The work is loosely based on Aristophanes play Lysistrata, a battle of the sexes. A city is at war; the women are in revolt. The females won’t make love until the males make peace and, in the Greek original, the play ends in feminist triumph. But in Die Verschworenen the belligerant men give up their arms only after lightly humiliating their wives. Was Schubert, perhaps, trying to settle some scores?
Die Verschworenen is widely regarded as Schubert’s best stab at the operatic form, easily the most dramatically viable and musically consistent of his 15 attempts, and it became hugely popular when it was finally staged in 1861, 33 years after the composer’s death. It’s attractions are simple: they include a handsome overture, at least two very decent arias, a handy duet and several pretty choral interjections. Yet the simplicity is deceptive, and for Bampton Classical Opera to turn to it for its yearly educational venture was brave.
The result – a collaboration with a London girls’ school, Queen’s College – was intermittently scrappy and confused, yet still also a joy. Few of the period opera companies, who spend so much time and effort trying to recover the original feel of a work through elaborate academic digging, come close to conjuring up the atmosphere of authenticity of these performances. Schubert and his friends would surely have felt at home with Bampton’s small production (directed by Jeremy Gray) and tiny orchestra (conducted by Gilly French), so full of warmth, personality and camaderie, all charmingly fraying at the edges.
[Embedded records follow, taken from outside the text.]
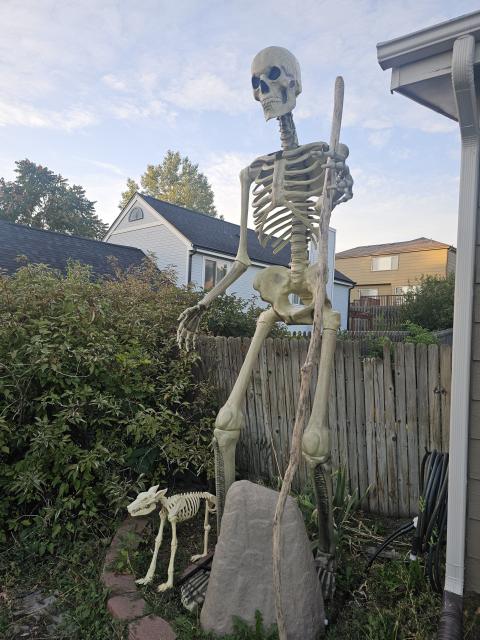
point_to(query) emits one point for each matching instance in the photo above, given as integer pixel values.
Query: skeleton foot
(326, 567)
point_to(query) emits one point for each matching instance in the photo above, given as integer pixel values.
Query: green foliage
(241, 630)
(374, 346)
(80, 599)
(230, 315)
(418, 334)
(42, 199)
(95, 400)
(177, 180)
(431, 305)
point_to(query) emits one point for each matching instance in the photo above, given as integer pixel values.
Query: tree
(177, 180)
(431, 305)
(42, 199)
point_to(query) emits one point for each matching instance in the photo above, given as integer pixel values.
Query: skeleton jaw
(272, 107)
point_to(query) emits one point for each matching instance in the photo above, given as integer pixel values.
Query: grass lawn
(393, 602)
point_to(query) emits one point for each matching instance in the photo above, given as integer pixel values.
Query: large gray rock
(241, 578)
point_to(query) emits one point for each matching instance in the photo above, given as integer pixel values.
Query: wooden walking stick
(324, 204)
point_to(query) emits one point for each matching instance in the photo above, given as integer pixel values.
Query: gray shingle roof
(212, 234)
(56, 249)
(418, 244)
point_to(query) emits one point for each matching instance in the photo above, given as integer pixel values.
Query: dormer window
(135, 214)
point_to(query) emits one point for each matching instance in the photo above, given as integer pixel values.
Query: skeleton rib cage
(286, 190)
(189, 504)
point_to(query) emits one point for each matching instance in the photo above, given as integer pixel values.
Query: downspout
(191, 253)
(464, 90)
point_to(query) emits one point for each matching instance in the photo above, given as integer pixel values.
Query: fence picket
(390, 432)
(368, 374)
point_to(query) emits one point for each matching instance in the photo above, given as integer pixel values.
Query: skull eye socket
(274, 73)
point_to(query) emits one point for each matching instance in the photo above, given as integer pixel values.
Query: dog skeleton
(179, 508)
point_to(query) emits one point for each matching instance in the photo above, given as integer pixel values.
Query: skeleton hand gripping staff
(287, 187)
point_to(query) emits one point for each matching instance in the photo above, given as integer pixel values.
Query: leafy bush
(431, 305)
(418, 334)
(230, 315)
(93, 394)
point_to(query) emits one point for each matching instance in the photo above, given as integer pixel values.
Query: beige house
(393, 269)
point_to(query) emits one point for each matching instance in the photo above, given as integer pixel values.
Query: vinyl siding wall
(472, 560)
(167, 248)
(451, 260)
(243, 287)
(411, 266)
(148, 217)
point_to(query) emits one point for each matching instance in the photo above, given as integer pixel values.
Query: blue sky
(97, 90)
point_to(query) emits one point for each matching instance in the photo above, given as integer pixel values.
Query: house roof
(213, 234)
(418, 244)
(56, 249)
(341, 277)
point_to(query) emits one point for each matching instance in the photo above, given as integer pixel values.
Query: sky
(95, 91)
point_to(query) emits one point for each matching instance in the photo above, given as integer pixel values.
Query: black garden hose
(431, 524)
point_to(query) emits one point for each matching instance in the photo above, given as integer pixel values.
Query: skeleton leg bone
(173, 551)
(316, 450)
(206, 528)
(158, 543)
(230, 419)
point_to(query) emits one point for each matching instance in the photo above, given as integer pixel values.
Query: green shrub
(230, 315)
(431, 304)
(418, 334)
(95, 399)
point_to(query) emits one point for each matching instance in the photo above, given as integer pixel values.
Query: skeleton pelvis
(274, 284)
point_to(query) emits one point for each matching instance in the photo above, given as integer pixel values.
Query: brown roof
(419, 244)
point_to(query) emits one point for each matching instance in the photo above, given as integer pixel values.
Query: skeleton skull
(276, 81)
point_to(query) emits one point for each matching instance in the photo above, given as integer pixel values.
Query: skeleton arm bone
(189, 320)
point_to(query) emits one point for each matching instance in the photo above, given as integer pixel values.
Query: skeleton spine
(299, 237)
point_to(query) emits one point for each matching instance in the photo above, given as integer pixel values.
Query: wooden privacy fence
(383, 413)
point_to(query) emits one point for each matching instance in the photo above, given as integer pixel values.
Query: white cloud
(380, 138)
(18, 114)
(115, 83)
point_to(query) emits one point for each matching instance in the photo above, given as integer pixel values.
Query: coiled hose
(431, 524)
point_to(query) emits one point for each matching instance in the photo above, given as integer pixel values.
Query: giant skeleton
(288, 187)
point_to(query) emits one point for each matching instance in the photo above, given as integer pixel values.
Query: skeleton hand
(342, 181)
(189, 321)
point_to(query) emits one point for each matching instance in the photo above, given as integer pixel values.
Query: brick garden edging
(125, 602)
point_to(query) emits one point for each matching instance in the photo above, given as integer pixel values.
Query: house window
(399, 291)
(368, 293)
(135, 214)
(215, 270)
(384, 263)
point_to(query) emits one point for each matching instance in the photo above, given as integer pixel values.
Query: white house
(202, 248)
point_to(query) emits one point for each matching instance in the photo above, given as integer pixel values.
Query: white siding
(331, 260)
(340, 302)
(165, 245)
(243, 287)
(148, 217)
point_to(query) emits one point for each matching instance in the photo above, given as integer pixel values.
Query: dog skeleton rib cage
(288, 188)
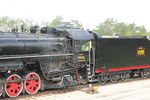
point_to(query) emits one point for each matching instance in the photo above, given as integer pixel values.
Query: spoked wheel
(145, 73)
(125, 76)
(101, 79)
(114, 77)
(1, 88)
(32, 83)
(13, 87)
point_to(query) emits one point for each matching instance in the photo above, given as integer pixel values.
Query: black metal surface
(121, 52)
The young, raw voices were the highlight. As the programme notes pointed out, Anna Gottleib was only 12 when she sang Barbarina at the premiere of Mozart’s Figaro, and it was a 13-year old, Ella Clayton, who stepped in when her classmate came down with a bug. She sang the lead role of Isella with a clarity and confidence that was truly astonishing. But the finest aria – the romance for Helene, a winsome newly-wed – was sung by the finest of the young singers, Alexandra Soiza, who performed with such a natural grace and naïve intensity that my only recording of the sung – by an older, fuller Elly Ameling – pales in comparison.